De carrière van Zandstra verliep stormachtig. Hij werd als junior twee keer wereldkampioen en wist in 1990 zelfs al zilver te winnen op de NK afstanden. Hij versloeg toen Bart Veldkamp en moest alleen Ben van der Burg voor zich dulden. Pas achttien was hij toen.

Na zijn juniorentijd zette de jonge Fries meteen de stap naar de senioren. Hij begon het olympisch seizoen met de zege op de 1000 meter op de NK afstanden en een zilveren plak op de 1500 meter.

Vlak voor de Winterspelen was het Europees kampioenschap in Thialf. Daar liet Zandstra zien wat hij in huis had. Hij won als eerstejaars senior, pas net twintig, het kampioenschap. Daarbij verwees hij Rintje Ritsma naar het brons en Johann Olav Koss naar het zilver.

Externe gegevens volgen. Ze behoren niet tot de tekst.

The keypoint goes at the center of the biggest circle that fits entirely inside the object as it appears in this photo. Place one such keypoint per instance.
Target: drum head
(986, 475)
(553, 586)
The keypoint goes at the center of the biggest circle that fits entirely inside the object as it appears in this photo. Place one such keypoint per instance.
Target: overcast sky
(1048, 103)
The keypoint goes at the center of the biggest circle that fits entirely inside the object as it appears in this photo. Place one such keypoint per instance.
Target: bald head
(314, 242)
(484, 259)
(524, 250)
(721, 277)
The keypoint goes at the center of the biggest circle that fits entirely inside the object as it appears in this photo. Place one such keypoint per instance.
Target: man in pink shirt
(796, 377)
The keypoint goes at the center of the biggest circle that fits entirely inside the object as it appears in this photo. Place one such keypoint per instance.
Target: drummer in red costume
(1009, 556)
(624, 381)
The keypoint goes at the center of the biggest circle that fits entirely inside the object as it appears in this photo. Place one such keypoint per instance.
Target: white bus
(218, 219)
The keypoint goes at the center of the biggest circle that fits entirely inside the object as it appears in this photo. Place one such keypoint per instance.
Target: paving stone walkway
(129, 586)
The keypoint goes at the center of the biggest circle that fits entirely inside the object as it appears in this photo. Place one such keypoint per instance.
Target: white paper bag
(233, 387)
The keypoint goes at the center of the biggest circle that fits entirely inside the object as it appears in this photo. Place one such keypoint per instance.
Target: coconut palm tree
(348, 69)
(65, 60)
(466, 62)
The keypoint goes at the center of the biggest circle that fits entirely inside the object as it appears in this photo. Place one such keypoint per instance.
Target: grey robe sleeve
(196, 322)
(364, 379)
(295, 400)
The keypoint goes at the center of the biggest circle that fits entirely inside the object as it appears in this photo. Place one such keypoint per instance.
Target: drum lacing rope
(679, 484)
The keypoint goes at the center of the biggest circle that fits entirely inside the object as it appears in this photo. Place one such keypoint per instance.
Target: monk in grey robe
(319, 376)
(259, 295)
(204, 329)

Op de Winterspelen vervolgens, op het buitenijs van Albertville, mocht de gespierde spijker de kilometer, de metrische mijl en de vijf kilometer rijden. Die laatste afstand was de eerste van het toernooi. En meteen liet Zandstra zijn concurrenten versteld staan. Hij reed een tijd van 7.02,28 en even leek hij daarmee het goud binnen te slepen, maar uiteindelijk wist Geir Karlstad uit Noorwegen toch nog onder zijn tijd te duiken: 6.59,97. Derde werd Leo Visser in 7.04,96. Bart Veldkamp haalde het podium niet en werd met 7.08,00 vijfde.

Bij de start van zijn rit had Zandstra gemikt op een veel langzamere tijd. "Ik ging weg op 7.14. Weggaan op het schema van Veldkamp, dat had geen zin. Bart rijdt normaal drie, vier seconden sneller dan ik op de vijf kilometer. Die tijd van Koss, 7.11, ik dacht: als ik daar in de buurt kan komen, dan ben ik tevreden. Heel tevreden", vertelde hij na zijn rit tegenover de Leeuwarder Courant.

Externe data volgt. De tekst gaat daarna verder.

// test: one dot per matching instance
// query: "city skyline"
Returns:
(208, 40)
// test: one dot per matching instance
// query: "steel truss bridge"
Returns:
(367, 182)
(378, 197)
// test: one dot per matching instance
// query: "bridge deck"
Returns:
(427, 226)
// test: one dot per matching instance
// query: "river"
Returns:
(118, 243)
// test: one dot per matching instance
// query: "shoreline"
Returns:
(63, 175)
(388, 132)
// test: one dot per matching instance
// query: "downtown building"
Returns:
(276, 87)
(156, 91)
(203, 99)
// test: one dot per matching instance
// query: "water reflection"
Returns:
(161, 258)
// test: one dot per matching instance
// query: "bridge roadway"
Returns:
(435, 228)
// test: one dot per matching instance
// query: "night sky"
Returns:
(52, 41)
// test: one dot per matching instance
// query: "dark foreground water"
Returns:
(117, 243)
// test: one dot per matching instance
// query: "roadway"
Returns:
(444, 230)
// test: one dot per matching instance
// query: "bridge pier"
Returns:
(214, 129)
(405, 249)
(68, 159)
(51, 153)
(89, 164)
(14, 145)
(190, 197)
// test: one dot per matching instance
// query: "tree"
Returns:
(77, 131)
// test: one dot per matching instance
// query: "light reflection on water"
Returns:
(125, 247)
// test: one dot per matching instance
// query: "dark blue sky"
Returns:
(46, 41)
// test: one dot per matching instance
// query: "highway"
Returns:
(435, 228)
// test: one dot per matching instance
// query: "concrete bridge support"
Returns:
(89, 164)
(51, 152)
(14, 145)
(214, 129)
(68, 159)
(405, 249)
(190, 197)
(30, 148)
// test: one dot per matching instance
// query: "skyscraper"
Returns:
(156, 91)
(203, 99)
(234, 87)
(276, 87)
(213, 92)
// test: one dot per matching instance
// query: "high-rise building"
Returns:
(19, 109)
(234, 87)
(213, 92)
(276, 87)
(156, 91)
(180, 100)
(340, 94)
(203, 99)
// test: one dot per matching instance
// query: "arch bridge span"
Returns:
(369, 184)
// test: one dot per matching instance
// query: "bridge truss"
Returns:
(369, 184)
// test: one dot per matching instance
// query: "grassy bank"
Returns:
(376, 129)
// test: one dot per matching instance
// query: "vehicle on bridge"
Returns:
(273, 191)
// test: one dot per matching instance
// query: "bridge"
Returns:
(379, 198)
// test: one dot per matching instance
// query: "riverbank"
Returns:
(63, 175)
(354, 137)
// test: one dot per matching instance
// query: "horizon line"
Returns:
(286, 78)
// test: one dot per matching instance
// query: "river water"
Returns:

"Maar het ging zo lekker, na drie rondjes zat ik in het ritme. Na zes rondjes kreeg ik een schema door van 7.7. En bij elke ronde ging dat omlaag. Drie rondjes voor het einde zat ik ineens op het schema van Leo. Dat geeft een kick. Ik dacht: ik kom in de buurt, ik kan hem verslaan."

Voor Visser was het brons teleurstellend, maar voor Zandstra zorgde het zilver voor veel vreugde. Al kostte het hem moeite om op de afgelegen sfeerloze baan in Albertville zich deelnemer aan de Spelen te voelen en zijn medaille daarmee op waarde te schatten. "Prachtig toch, dat ik als beginneling meteen in de prijzen rijd. Al heb ik nog steeds niet het idee deelnemer te zijn aan de Olympische Spelen. Ik vind de hele entourage tegenvallen", zei hij.

Op de afstanden daarna, de 1000 en de 1500 meter, kon Zandstra niet meer zo verrassen als op de openingsafstand, maar met een zevende plek op de schaatsmijl en een tiende plek op de 1000 liet hij wel degelijk zien dat er een nieuw schaatstalent was opgestaan.

Na de Spelen van Albertville had Zandstra de smaak te pakken en won hij eind februari het NK allround en haalde in maart zilver op het WK Allround, waar de winst naar de Italiaan Roberto Sighel ging.

Met Zandstra leek Nederland een zekere troef voor de toekomst te hebben, maar dat liep net anders. Zandstra werd in 1993 nog wereldkampioen allround, maar op de Spelen van Lillehammer loste hij zijn belofte niet echt in. Hij won brons op de 1500 meter, maar eindigde net naast het podium op de vijf en de tien kilometer. Daarna raakte zijn schaatsloopbaan behoorlijk in het slop en waren een zilveren en een bronzen medaille op het EK van 1995 en 1997 de enige internationaal aansprekende resultaten.

In 1998 stopte hij met schaatsen. Hij viel dat jaar op het NK allround, liep daardoor het WK in Thialf mis en hij had op de NK afstanden, het kwalificatietoernooi voor de Winterspelen in Nagano, zich niet in de olympische ploeg weten te rijden. Pas 26 was Zandstra, maar tot zijn spijt al ver over zijn hoogtepunt heen.

Aftellend naar de Olympische Winterspelen in Sotsji belicht schaatsen.nl elke dag een olympisch moment.